Article Preview
TopIntroduction
Information systems (IS) security is a major challenge for businesses across the globe. Banking and financial institutions, the subject of the current study, are particularly vulnerable to IS security threats. PricewaterhouseCoopers recently published its Global Economic Crime Survey involving 3877 respondents across 78 countries, and reported that 45 percent of financial organizations suffered information-related fraud in the prior 12 months compared to 30 percent in other sectors (PricewaterhouseCoopers, 2013). Being information intensive organizations, banking institutions have historically needed to develop and maintain effective control systems in order to prevent IS security breaches. Despite these efforts, a recent survey indicated that 94 percent of banks were affected by employee-related breaches (Department for Business Innovation & Skills, 2013). This finding is consistent with the views of IS security scholars (Warkentin & Willison, 2009), who contend that employees’ non-compliance with information security policies (ISP) is a major security concern. In fact, evidence suggests that over half of all IS security breaches stem from employees’ lack of policy compliance (Wilson, 2009).
The IS security literature provides various definitions and meanings to describe ISPs. In the technical literature, the term “policy” is synonymous with the security architecture of operating systems; hence, an ISP describes access control rules for a computer system (Baskerville & Siponen, 2002). There are also executive-level ISPs, which articulate senior management’s overall security strategy and vision for the organization (Whitman, 2007). And at the operational level, an ISP can be described as “a statement of the roles and responsibilities of the employees to safeguard the information and technology resources of the organization” (Bulgurcu, Cavusoglu, & Benbasat, 2010, pp. 526-527).

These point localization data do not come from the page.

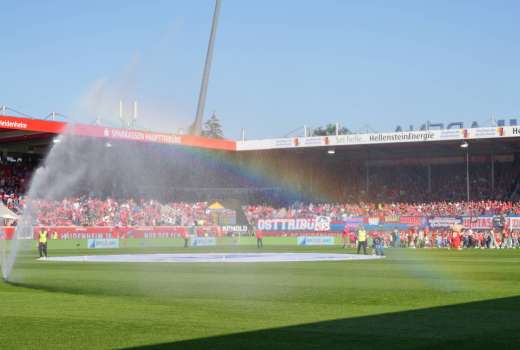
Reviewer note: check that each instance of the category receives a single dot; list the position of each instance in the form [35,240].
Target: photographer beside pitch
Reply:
[43,237]
[362,240]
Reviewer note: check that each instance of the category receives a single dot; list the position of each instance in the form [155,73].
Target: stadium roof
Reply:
[14,129]
[38,132]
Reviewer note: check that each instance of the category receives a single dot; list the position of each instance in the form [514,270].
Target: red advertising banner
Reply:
[480,222]
[411,220]
[104,232]
[54,127]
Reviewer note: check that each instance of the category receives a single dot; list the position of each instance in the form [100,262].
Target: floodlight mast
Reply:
[197,124]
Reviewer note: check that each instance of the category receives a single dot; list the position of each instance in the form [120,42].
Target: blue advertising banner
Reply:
[103,243]
[316,240]
[202,241]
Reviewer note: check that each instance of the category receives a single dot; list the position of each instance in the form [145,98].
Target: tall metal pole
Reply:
[467,174]
[197,124]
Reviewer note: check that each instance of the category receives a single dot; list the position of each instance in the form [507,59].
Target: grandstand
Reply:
[419,175]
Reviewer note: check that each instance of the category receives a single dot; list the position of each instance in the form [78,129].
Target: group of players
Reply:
[454,238]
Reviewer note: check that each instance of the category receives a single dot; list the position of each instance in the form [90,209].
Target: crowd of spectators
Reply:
[85,211]
[401,191]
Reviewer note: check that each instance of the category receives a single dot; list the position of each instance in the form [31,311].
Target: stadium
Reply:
[126,238]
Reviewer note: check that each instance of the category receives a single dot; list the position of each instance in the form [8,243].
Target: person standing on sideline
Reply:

Operational-level ISPs describe what employees should and should not do with organizational IS resources and include a set of formalized policies, procedures, and technical controls to which employees are required to adhere (i.e., acceptable usage guidelines). Consistent with several earlier IS studies (e.g., D'Arcy, Hovav, & Galletta, 2009; Siponen & Vance, 2010), we consider ISPs in this manner for the current study.
In our context, an ISP violation is therefore any act by an employee that is against the established operational-level ISP of the organization. Although some employees bypass these ISPs with harmful intentions, such as stealing sensitive corporate data or computer sabotage, evidence suggests that most deliberate ISP violations are not overtly malicious (Wilson, 2009). Recent categorizations of internal IS security threats use the term volitional (but not malicious) noncompliance to classify such actions (Guo, Yuan, Archer, & Connelly, 2011). Common violations of this sort include leaving a computer logged on when away from the desk, sharing passwords with a co-worker, writing down passwords, copying confidential company data to unapproved portable devices (e.g., unencrypted USB drives), and sharing sensitive information with non-employees (Stanton, Stam, Mastrangelo, & Jolten, 2005). Each of these activities puts the organization’s data at risk for leaks and breaches and has been linked to more extreme security breaches (Verizon Business Systems, 2010). Moreover, these types of ISP violations are particularly salient in the banking and financial industries, where protection of organizational information assets is of utmost concern.